- Active: 1973 –
- Country: United States
- Branch: United States Army
- Type: Security Assistance Organization (SAO)
- Part of: United States Army Security Assistance Command
- Headquarters: Eskan Village, Riyadh, Saudi Arabia
- Nickname: OPM-SANG / OPM
- Website: Official Website

Commanders
- Program Manager (PM): COL D. Alan McKewan

= Office of the Program Manager, Saudi Arabian National Guard Modernization Program =

The Office of the Program Manager, Saudi Arabian National Guard Modernization Program (OPM-SANG or just OPM for short) is a Security Assistance Organization of the United States Army with the primary mission of managing the modernization effort of the Saudi Arabian National Guard (SANG).

The United States provides technical and contract supervisory support to SANG through functions such as organization, training, equipment, procurement, construction, maintenance, supply, administration, and medical programs.

All aspects of SANG's force expansion have direct involvement from OPM personnel with the goal of developing a total army.

The head of OPM, the Program Manager (PM), exercises principal authority over the planning, direction, execution, and control of the SANG modernization effort. This effort covers all elements, missions, functions, and requirements of SANG. The PM facilitates the increased participation of SANG in all aspects of the program with the goal of SANG eventually having the capability to unilaterally initiate and sustain modern organizations and systems.

==History==
OPM-SANG was established in 1973 in an agreement signed by then Saudi Arabian Crown Prince Abdullah bin Abdul Aziz Al-Saud and the U.S. Ambassador to the Kingdom of Saudi Arabia in response to a request from former King Faisal bin Abdul Aziz. The contract to modernize the Saudi Arabian National Guard was awarded in 1975 to Vinnell Corporation.

From 1975 to 1983, OPM helped SANG to organize, equip, and train a separate infantry brigade consisting of four combined arms battalions mounted on V-150 armored vehicles, an artillery battalion, a direct support Logistics Support Battalion (LSB), an engineering company, and a signal company. Additionally, a general support logistics base, Logistics Base Command (LBC), and the National Guard Military School (NGMS) were established. A second infantry brigade was modernized and continued efforts in the NGMS and LBC occurred from 1982 to 1987.

OPM began a medical modernization program under a second Memorandum of Understanding (MOU) in 1981. Hospital Corporation of America operated the 500-bed acute care facility for SANG in Riyadh under OPM supervision from 1982 to 1987. SANG assumed responsibility for supervision of the contractor in 1987 with OPM acting as an advisor.
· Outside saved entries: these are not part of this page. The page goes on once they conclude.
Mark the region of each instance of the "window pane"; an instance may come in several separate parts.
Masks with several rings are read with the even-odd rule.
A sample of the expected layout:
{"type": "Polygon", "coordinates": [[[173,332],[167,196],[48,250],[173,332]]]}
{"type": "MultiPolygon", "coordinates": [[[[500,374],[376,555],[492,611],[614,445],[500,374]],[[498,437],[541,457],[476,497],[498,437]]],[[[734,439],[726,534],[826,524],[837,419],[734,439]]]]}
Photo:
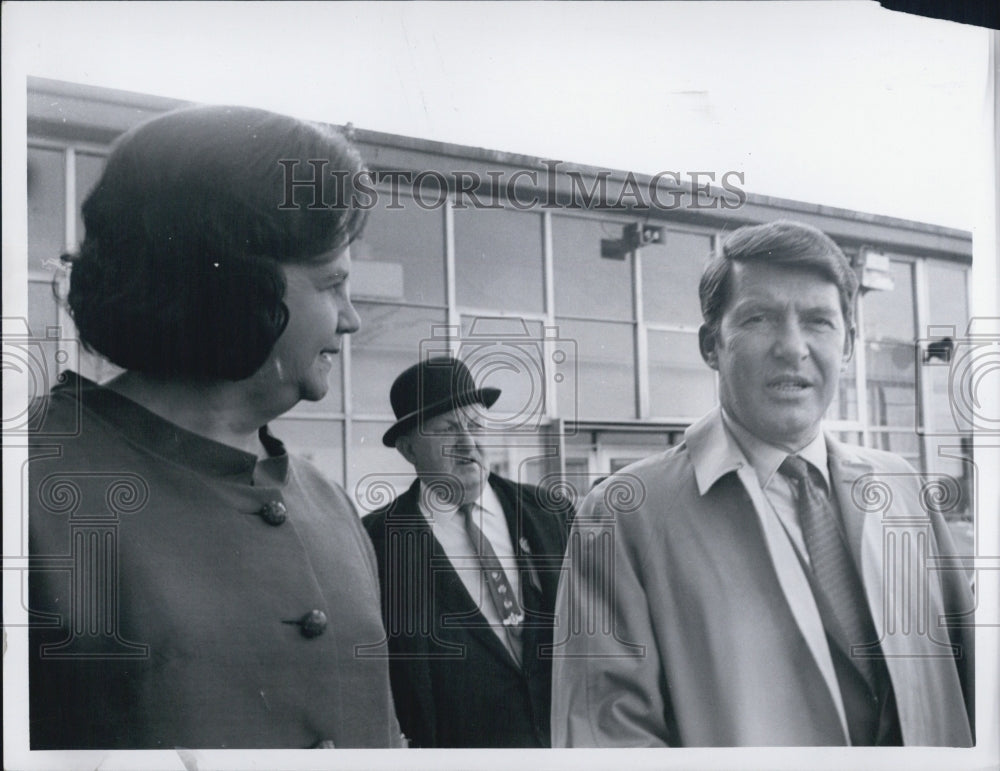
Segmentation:
{"type": "Polygon", "coordinates": [[[717,402],[715,372],[702,360],[698,335],[649,330],[649,412],[696,418],[717,402]]]}
{"type": "MultiPolygon", "coordinates": [[[[57,354],[59,352],[59,337],[65,338],[68,334],[63,329],[59,335],[49,338],[48,330],[57,327],[59,324],[58,308],[55,297],[52,295],[52,285],[49,281],[28,281],[28,330],[33,339],[45,340],[37,346],[26,346],[22,350],[20,347],[12,349],[10,354],[10,368],[17,371],[28,372],[33,377],[31,396],[40,396],[48,393],[49,389],[56,384],[56,377],[65,367],[60,366],[57,354]],[[37,380],[35,379],[37,377],[37,380]]],[[[18,326],[18,330],[23,332],[23,327],[18,326]]],[[[55,334],[55,333],[53,333],[55,334]]],[[[4,354],[4,368],[6,369],[7,354],[4,354]]]]}
{"type": "Polygon", "coordinates": [[[541,215],[456,209],[455,274],[459,305],[541,312],[541,215]]]}
{"type": "Polygon", "coordinates": [[[365,232],[351,244],[351,289],[359,297],[445,304],[444,210],[422,209],[399,195],[401,208],[379,191],[365,232]]]}
{"type": "Polygon", "coordinates": [[[28,148],[28,269],[49,270],[66,249],[66,161],[62,150],[28,148]]]}
{"type": "MultiPolygon", "coordinates": [[[[58,325],[58,306],[52,293],[52,284],[45,281],[28,281],[28,327],[32,337],[43,338],[48,327],[58,325]]],[[[66,330],[63,330],[64,334],[66,330]]],[[[51,346],[55,348],[55,346],[51,346]]]]}
{"type": "Polygon", "coordinates": [[[569,488],[572,488],[574,493],[572,500],[577,507],[583,501],[584,496],[590,492],[594,483],[604,476],[604,474],[591,474],[589,468],[590,462],[587,458],[566,458],[565,481],[568,488],[564,492],[568,492],[569,488]]]}
{"type": "Polygon", "coordinates": [[[636,417],[631,324],[557,319],[559,336],[575,342],[576,367],[556,386],[564,420],[636,417]]]}
{"type": "Polygon", "coordinates": [[[77,152],[76,154],[76,240],[83,241],[84,232],[83,214],[80,208],[83,206],[87,195],[97,184],[97,180],[104,170],[104,158],[98,155],[77,152]]]}
{"type": "Polygon", "coordinates": [[[933,260],[928,260],[926,265],[927,287],[930,293],[927,323],[930,325],[952,325],[957,334],[964,335],[969,325],[968,293],[966,290],[968,270],[957,266],[942,265],[933,260]]]}
{"type": "Polygon", "coordinates": [[[290,453],[308,460],[331,482],[344,483],[342,421],[278,418],[268,425],[271,433],[285,443],[290,453]]]}
{"type": "Polygon", "coordinates": [[[620,223],[552,217],[555,310],[563,316],[629,321],[632,312],[632,256],[601,256],[601,239],[621,238],[620,223]]]}
{"type": "Polygon", "coordinates": [[[642,311],[647,321],[701,324],[698,282],[712,252],[711,236],[667,232],[662,244],[642,247],[642,311]]]}
{"type": "Polygon", "coordinates": [[[914,344],[870,342],[865,345],[868,367],[868,419],[873,426],[915,428],[916,381],[914,344]]]}
{"type": "Polygon", "coordinates": [[[394,448],[382,444],[382,435],[391,425],[390,421],[367,420],[351,424],[347,493],[361,516],[405,492],[416,479],[413,466],[394,448]]]}
{"type": "Polygon", "coordinates": [[[521,318],[462,317],[458,357],[476,384],[500,389],[485,425],[524,431],[545,417],[542,323],[521,318]]]}
{"type": "Polygon", "coordinates": [[[864,295],[866,340],[913,340],[913,269],[909,263],[891,263],[895,287],[864,295]]]}
{"type": "Polygon", "coordinates": [[[858,419],[857,360],[855,354],[841,373],[837,393],[824,416],[827,420],[858,419]]]}
{"type": "Polygon", "coordinates": [[[857,431],[838,431],[837,437],[847,444],[861,444],[861,434],[857,431]]]}
{"type": "MultiPolygon", "coordinates": [[[[943,265],[932,260],[927,263],[927,284],[930,292],[930,305],[927,308],[927,321],[930,326],[954,327],[953,332],[946,329],[921,330],[921,336],[929,341],[940,341],[951,337],[961,340],[969,325],[969,310],[967,303],[966,276],[967,270],[958,266],[943,265]]],[[[939,348],[940,354],[928,355],[927,342],[923,344],[921,354],[920,376],[921,387],[927,396],[924,408],[927,410],[926,426],[931,434],[942,432],[957,432],[958,424],[952,413],[952,393],[950,387],[952,362],[957,354],[968,353],[965,346],[959,348],[939,348]]],[[[959,365],[961,368],[962,365],[959,365]]],[[[965,400],[963,399],[962,402],[965,400]]],[[[955,406],[960,406],[956,403],[955,406]]],[[[964,406],[964,405],[962,405],[964,406]]],[[[967,413],[966,409],[961,409],[967,413]]],[[[941,461],[936,457],[929,459],[932,468],[941,467],[941,461]]]]}
{"type": "Polygon", "coordinates": [[[392,415],[389,388],[420,358],[432,341],[432,327],[445,323],[444,311],[398,305],[355,303],[361,329],[351,335],[351,397],[354,414],[392,415]]]}
{"type": "Polygon", "coordinates": [[[888,450],[904,457],[914,468],[920,468],[920,439],[913,431],[873,431],[869,443],[879,450],[888,450]]]}

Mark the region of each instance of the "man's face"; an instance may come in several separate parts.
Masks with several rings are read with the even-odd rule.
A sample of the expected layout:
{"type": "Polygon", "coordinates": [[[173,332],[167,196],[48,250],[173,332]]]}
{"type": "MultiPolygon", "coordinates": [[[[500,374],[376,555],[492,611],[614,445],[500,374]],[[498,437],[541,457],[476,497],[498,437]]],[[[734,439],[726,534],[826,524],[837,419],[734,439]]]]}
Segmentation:
{"type": "Polygon", "coordinates": [[[413,464],[424,484],[447,486],[446,500],[472,503],[479,498],[488,473],[476,430],[462,410],[451,410],[399,437],[396,449],[413,464]]]}
{"type": "Polygon", "coordinates": [[[718,331],[700,332],[726,412],[758,439],[795,452],[808,444],[854,350],[840,295],[812,271],[736,263],[718,331]]]}

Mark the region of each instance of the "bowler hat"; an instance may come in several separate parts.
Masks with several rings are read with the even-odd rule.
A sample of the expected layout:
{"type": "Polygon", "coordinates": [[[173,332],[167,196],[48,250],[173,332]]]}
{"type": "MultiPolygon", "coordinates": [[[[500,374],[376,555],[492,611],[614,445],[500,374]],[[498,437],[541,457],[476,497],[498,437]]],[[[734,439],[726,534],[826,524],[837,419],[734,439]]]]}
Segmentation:
{"type": "Polygon", "coordinates": [[[499,388],[476,388],[469,368],[458,359],[435,356],[421,361],[404,370],[389,389],[396,422],[385,432],[382,444],[395,447],[399,435],[420,420],[470,404],[492,407],[499,396],[499,388]]]}

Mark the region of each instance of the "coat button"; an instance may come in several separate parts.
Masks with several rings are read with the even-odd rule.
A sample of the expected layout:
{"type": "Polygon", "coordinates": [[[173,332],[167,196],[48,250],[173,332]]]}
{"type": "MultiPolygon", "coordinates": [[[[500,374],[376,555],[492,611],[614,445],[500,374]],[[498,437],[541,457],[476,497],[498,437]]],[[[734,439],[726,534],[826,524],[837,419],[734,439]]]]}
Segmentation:
{"type": "Polygon", "coordinates": [[[320,741],[316,742],[312,746],[312,749],[314,749],[314,750],[335,750],[335,749],[337,749],[337,745],[333,743],[333,739],[321,739],[320,741]]]}
{"type": "Polygon", "coordinates": [[[288,509],[281,501],[268,501],[264,508],[257,512],[267,524],[277,527],[288,519],[288,509]]]}
{"type": "Polygon", "coordinates": [[[299,619],[303,637],[319,637],[326,631],[326,625],[326,613],[321,610],[310,610],[299,619]]]}

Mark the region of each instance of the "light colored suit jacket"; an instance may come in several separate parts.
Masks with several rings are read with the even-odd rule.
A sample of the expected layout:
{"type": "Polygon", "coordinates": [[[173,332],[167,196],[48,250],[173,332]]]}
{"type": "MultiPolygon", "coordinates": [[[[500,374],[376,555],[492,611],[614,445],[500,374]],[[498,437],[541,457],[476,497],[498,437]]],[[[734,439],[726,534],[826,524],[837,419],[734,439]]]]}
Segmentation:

OPM managed the sustainment of the two mechanized brigades while continuing to develop the logistics base and school system infrastructure from 1988 to 1990. Additionally, OPM began to advise the SANG National Headquarters, organized a new signal battalion, organized three new field medical companies, and advised the SANG Special Battalion, facilities engineers, and data processing activities.

===Incidents===
On Monday, 13 November 1995, a car bomb exploded outside the OPM-SANG headquarters in Riyadh, killing six Americans and two Indians and wounding about 70 others. The attack occurred six months prior to the Khobar Towers bombing, which killed 19 Americans. Both bombings have been attributed to Hezbollah Al-Hejaz.

In September 2018, a U.S. Army pilot died while training a Saudi student pilot on the AH-6i light attack helicopter at the Khashm Al An Airfield in Riyadh. An investigation obtained by Army Times found that the U.S. military was supplying aviators to help staff a Boeing contract that the defense company was not fulfilling. The investigation determined that OPM allowed for "mission creep" to help train Saudi pilots as operations along the Yemen-Saudi border ramped up, expanding its flight instruction to the AH-6i "to fill a Boeing contractual void."